European markets look set to open lower this morning after US markets closed lower, as investors remain cautious with markets near multi year highs, while a North Korean nuclear test is likely to refocus investor attention on geopolitical concerns in the Asia region.
The decline in the yen continued overnight after US treasury official Brainard appeared to endorse recent attempts by Japan to boost growth in the country and end deflation, while working with Japan to ensure orderly price movements. This suggests that recent rhetoric from some US politicians about currency manipulation will be put to one side and that the Japanese will not find themselves criticised for their attempts to weaken the yen, either at the G7, or at the G20 later this week.
While the value of the yen doesn’t appear to be concerning US officials the same it would appear, cannot be said for some European politicians after French finance minister Moscovici once again warned of the effect a rising euro could have on European growth.
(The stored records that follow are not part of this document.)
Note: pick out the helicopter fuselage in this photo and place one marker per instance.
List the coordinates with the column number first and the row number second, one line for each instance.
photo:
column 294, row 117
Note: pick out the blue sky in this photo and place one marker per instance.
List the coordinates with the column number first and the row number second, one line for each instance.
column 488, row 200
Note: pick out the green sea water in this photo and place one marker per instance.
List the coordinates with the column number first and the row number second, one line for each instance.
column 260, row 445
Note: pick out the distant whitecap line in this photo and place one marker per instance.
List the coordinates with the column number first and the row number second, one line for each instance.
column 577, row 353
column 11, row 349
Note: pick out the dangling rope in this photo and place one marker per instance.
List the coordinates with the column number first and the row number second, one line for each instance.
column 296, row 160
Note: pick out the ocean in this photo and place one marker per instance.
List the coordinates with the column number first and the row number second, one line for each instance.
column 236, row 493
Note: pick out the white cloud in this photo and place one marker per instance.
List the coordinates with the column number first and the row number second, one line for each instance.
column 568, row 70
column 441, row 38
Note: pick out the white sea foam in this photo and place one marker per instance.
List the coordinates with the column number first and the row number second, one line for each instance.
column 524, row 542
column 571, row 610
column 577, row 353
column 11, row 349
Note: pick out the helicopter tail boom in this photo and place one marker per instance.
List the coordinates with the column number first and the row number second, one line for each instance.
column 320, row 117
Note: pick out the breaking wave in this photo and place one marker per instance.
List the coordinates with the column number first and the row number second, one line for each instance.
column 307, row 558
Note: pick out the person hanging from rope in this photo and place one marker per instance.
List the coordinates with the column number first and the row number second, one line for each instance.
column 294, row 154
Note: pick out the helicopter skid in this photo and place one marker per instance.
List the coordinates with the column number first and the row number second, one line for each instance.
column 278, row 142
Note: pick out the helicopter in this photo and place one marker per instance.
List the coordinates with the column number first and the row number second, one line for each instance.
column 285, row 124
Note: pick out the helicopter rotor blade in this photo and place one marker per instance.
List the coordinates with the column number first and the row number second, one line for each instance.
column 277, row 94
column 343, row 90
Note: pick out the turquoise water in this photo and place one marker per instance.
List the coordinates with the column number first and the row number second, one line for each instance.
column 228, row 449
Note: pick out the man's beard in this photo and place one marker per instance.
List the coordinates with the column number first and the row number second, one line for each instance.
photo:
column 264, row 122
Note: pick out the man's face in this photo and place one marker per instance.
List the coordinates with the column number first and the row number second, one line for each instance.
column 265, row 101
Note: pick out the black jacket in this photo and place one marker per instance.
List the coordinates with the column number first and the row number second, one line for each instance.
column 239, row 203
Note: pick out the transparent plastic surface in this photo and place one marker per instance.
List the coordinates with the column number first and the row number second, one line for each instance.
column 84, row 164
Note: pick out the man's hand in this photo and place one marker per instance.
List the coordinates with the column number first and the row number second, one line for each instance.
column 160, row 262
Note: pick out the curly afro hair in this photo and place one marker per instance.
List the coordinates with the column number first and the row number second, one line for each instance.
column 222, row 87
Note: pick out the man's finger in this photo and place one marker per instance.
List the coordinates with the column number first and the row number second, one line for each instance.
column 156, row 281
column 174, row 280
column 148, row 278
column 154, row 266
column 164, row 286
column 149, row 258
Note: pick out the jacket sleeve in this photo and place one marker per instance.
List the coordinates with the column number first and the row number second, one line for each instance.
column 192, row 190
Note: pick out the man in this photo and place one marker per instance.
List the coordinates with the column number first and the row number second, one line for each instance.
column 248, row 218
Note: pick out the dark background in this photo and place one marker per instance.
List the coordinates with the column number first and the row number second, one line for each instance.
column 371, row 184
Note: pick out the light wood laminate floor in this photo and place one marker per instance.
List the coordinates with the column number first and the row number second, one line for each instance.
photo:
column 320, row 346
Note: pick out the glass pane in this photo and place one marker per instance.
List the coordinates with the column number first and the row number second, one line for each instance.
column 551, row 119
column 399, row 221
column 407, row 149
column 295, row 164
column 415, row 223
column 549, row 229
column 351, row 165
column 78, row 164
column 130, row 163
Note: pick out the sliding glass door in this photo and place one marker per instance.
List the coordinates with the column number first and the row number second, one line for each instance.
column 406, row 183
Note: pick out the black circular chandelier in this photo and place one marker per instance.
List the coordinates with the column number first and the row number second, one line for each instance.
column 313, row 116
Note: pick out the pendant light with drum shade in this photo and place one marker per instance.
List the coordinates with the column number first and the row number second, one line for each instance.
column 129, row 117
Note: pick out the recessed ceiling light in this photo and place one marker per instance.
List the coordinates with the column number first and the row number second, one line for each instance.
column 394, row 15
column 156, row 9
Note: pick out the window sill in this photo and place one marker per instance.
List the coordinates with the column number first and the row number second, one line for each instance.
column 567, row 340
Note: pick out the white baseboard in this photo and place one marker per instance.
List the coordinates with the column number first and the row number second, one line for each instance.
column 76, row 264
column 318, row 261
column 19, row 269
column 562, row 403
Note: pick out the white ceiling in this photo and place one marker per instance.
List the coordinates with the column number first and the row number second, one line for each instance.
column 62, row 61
This brought a predictably caustic response from German officials that exchange rates should not be manipulated.
We already know that the Bundesbank remains opposed to any type of currency manipulation that contrives to push the euro lower, after Bundesbank chief Jens Weidmann stated that the euro was not overvalued, and that politicians should concentrate on solving their structural problems, warning that a weaker euro could fuel inflationary pressures.
In another positive development for Europe ratings agency S&P upgraded austerity poster child Ireland to a stable outlook in light of the recent bank deal, while consumer confidence in the country also surged in January from 49.8 to 64.2.
The pound which like the yen has been showing significant weakness this year, albeit for different reasons is also set to be in the spotlight today with the latest inflation numbers expected to remain sticky in January due to rising transport costs.
While today’s inflation numbers remain an important yardstick for the pound, markets will be more interested in tomorrow’s quarterly Bank of England inflation report for any clues to the next move in monetary policy by the central bank, with speculation rising that the Bank may well cut its growth forecast once again, raising the prospect of further sterling weakness, as monetary policy remains loose.
While economists expect a drop of 0.5% month on month on both CPI and RPI, the CPI measure is expected to stay at 2.7% year on year, while the retail prices measure is expected to rise from 3.1% to 3.2%.
Given that January showed a sizeable drop in the value of the pound the estimated fall in monthly prices could well be wide of the mark.
Factory gate prices are also expected to show signs of pushing higher, which could well push out market expectations of further Bank of England policy easing. It still remains unlikely that the Bank of England will look at further easing in the near term until MPC members have been able to better determine the effectiveness of the funding for lending scheme.
EURUSD – a bearish weekly reversal following on from the daily reversal seen last Monday suggests the risk of further declines in the single currency over the course of the next couple of weeks.
While we have seen a rebound from the 1.3350 level we have so far been unable to push beyond the resistance at 1.3490 and as such the bias remains for a move towards the January lows at 1.3250.
The long term trend line support at 1.3150 from the 1.2045 lows is the major line in the sand for this uptrend.
GBPUSD – while the pound manages to hold above trend line support at 1.5645 from the 1.3500 lows in 2009, the potential for further rebounds remains in light of last week’s bullish reversal. In the event we see a break below this trend line support then we could well see a retest of the 2 year range lows at 1.5270 on a break below 1.5600.
The pound needs to close back beyond the 200 day MA at 1.5910 to stabilise and diminish the downside risk.
EURGBP – the bearish weekly reversal continues to hold sway but yesterday’s pullback needs to overcome the 85.80 level to target a potential return towards the highs at 0.8715.
The bias remains for a return towards the 0.8425 level initially. A push below 0.8420 has the potential to target trend line support at 0.8125 from the lows at 0.7755.
USDJPY – last night’s move higher now brings the US dollar close to the 2010 highs at 95.00, pushing past the 94.00 level and the 38.2% of the down move from the 2007 highs at 124.15 to 75.30.
Only below the 90.30 level argues for a deeper correction towards key support at 87.50.